En effet, les recettes fiscales nettes sont minorées de 366 millions d'euros - principalement en raison de l'augmentation de 339 millions d'euros de la part de TICPE affectée à l'Agence de financement des infrastructures de transport en France (Afitf) afin d'assurer le remboursement de la dette de la société Ecomouv'. Les recettes non fiscales sont majorées de 327 millions d'euros : ce rehaussement provient principalement d'une recette supplémentaire liée à la conclusion d'une convention judiciaire d'intérêt public entre une filiale de la banque HSBC et le Parquet national financier (+ 300 millions d'euros).

Doivent également être signalés deux mouvements dont l'impact cumulé sur le solde de l'État est nul : un relèvement, pour le seul exercice 2017, du plafond du prélèvement sur les jeux affecté au Centre national pour le développement du sport (CNDS) à hauteur de 27 millions d'euros et un prélèvement sur les ressources accumulées de l'Agence française pour la biodiversité (AFB) d'un même montant.

Enfin, le tableau de financement de l'État est modifié afin de revoir à la hausse de 500 millions d'euros les ressources de trésorerie issues des primes à l'émission et de 2 milliards d'euros les ressources liées aux dépôts des correspondants.

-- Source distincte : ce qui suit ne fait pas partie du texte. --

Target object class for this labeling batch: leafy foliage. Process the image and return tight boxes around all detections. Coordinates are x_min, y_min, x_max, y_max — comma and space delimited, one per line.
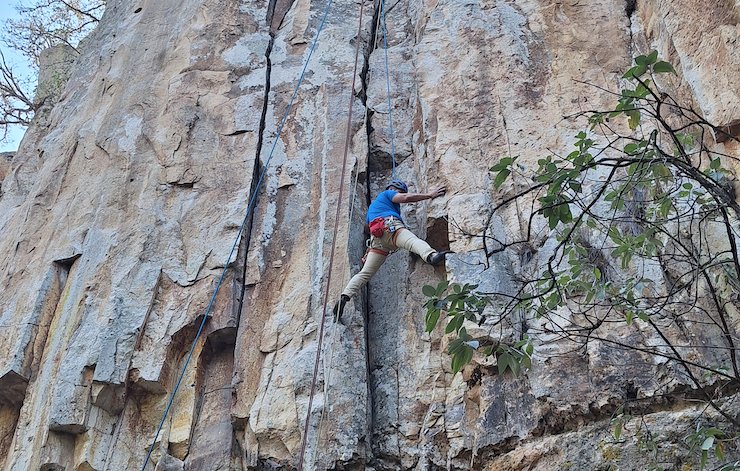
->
422, 281, 534, 376
0, 0, 105, 140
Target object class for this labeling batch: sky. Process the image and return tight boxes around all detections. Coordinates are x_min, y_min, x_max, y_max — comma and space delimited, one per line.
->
0, 0, 33, 152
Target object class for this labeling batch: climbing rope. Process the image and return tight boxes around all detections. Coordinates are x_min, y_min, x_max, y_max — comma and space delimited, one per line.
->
380, 0, 396, 180
297, 1, 365, 471
311, 2, 390, 469
141, 0, 332, 471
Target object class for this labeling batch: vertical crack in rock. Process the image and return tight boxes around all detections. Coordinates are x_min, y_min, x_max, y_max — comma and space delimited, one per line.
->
236, 36, 275, 332
350, 1, 380, 463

La variation de l'encours de titres de court terme est diminuée d'un même montant, soit - 2,5 milliards d'euros au total.

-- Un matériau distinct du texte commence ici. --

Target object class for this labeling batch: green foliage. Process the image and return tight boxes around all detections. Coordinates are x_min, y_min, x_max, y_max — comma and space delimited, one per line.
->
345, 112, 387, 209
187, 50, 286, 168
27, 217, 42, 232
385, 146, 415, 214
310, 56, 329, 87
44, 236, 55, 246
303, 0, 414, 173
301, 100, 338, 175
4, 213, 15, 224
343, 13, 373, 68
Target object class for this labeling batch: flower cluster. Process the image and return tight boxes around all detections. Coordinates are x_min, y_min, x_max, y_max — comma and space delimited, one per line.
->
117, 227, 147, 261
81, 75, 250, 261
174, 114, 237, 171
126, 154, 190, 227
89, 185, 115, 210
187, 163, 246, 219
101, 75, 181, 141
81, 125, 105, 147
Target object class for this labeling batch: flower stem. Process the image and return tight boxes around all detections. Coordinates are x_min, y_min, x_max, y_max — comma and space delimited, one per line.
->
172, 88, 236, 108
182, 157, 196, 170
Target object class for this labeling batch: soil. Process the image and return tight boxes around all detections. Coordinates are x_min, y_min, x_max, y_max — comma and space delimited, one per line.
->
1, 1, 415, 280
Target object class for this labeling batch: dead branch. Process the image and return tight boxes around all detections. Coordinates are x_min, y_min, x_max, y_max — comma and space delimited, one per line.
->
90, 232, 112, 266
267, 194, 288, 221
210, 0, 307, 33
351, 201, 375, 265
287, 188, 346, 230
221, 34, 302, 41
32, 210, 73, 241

III. LA POSITION DE VOTRE COMMISSION DES FINANCES

Les modifications de l'équilibre budgétaire de l'État prévues par le présent projet de loi de finances rectificative font l'objet d'une analyse détaillée dans le cadre de l'exposé général du présent rapport.

Concernant plus précisément le tableau de financement de l'État, l'annulation de la hausse des titres d'État à court terme prévue dans le premier projet de loi de finances rectificative et son remplacement par un financement sur les primes et décotes à l'émission ne sont pas anodins.

Votre rapporteur général s'était d'ailleurs étonné de l'augmentation de l'encours de titres de court terme (bons du Trésor à taux fixe ou BTF, dont la maturité est inférieure à un an) prévue par le premier projet de loi de finances rectificative au regard du contexte de taux peu favorable à un tel arbitrage.

Quelques semaines après la présentation du premier projet de loi de finances rectificative, le Gouvernement revoit significativement sa copie et estime subitement qu'il n'a pas besoin de recourir aux BTF et peut financer le surcroît de déficit par rapport à la loi de finances initiale grâce aux primes perçues à l'émission et aux ressources de trésorerie issues des dépôts des correspondants.

On peut donc estimer que le Gouvernement savait déjà, il y a quelques semaines, que le déficit à financer serait inférieur à celui qui était affiché dans le premier projet de loi de finances rectificative et que l'augmentation de l'encours de BTF n'était prévue qu'en raison de la facilité d'un ajustement de cette ligne du tableau de financement.

Cet article constituant un article de récapitulation, votre rapporteur général vous propose d'adopter l'article tel qu'il résultera des votes du Sénat.

Décision de la commission : votre commission vous propose d'adopter cet article tel qu'il résultera des votes du Sénat.